NewsBlur/utils/count_collab_stats.py
2023-12-25 14:01:33 -05:00

110 lines
3.4 KiB
Python

import argparse
import csv
import math
from collections import Counter, defaultdict
def calculate_statistics(ratings):
min_rating = min(ratings)
max_rating = max(ratings)
avg_rating = sum(ratings) / len(ratings)
# Standard deviation
variance = sum((x - avg_rating) ** 2 for x in ratings) / len(ratings)

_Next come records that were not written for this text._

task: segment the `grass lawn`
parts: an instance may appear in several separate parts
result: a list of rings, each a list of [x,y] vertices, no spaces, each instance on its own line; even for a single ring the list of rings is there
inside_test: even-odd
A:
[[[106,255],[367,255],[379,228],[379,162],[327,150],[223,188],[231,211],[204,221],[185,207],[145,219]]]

std_dev = math.sqrt(variance)
# Median
sorted_ratings = sorted(ratings)
mid = len(sorted_ratings) // 2
median = (sorted_ratings[mid] + sorted_ratings[~mid]) / 2
return min_rating, max_rating, avg_rating, std_dev, median
def process_file(path):
user_feeds = defaultdict(set) # Stores feeds rated by each user
feed_users = defaultdict(set) # Stores users who have rated each feed
feed_ratings = defaultdict(list) # Stores ratings for each feed
ratings = []
with open(path, newline="") as csvfile:
reader = csv.reader(csvfile)
for row in reader:
user, feed, rating = row
user_feeds[user].add(feed)
feed_users[feed].add(user)
feed_ratings[feed].append(float(rating))
ratings.append(float(rating))
# Calculating average ratings for each feed
avg_feed_rating = {feed: sum(rates) / len(rates) for feed, rates in feed_ratings.items()}
# Finding feed with the highest average rating
highest_rated_feed = max(avg_feed_rating, key=avg_feed_rating.get)
# Overlap statistics
avg_user_overlap = sum(len(feeds) for feeds in user_feeds.values()) / len(user_feeds)

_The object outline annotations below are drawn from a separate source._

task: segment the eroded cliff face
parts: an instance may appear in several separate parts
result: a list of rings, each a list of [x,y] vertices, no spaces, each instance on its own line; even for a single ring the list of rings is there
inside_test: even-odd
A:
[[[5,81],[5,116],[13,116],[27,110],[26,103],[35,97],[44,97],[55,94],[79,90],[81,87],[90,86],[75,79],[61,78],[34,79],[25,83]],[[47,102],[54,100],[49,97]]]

avg_feed_overlap = sum(len(users) for users in feed_users.values()) / len(feed_users)
# Finding feeds with greatest user overlap
overlap_count = Counter()
for feed in feed_users:
for user in feed_users[feed]:
overlap_count.update(user_feeds[user])
most_overlapped_feeds = overlap_count.most_common(5)
unique_users = len(user_feeds)
unique_feeds = len(feed_users)
min_rating, max_rating, avg_rating, std_dev, median = calculate_statistics(ratings)
return (
unique_users,
unique_feeds,
avg_user_overlap,
avg_feed_overlap,
min_rating,
max_rating,
avg_rating,
std_dev,
median,
highest_rated_feed,
avg_feed_rating[highest_rated_feed],
most_overlapped_feeds,
)
def main():
parser = argparse.ArgumentParser(description="Process a CSV file with <user,feed,rating> data.")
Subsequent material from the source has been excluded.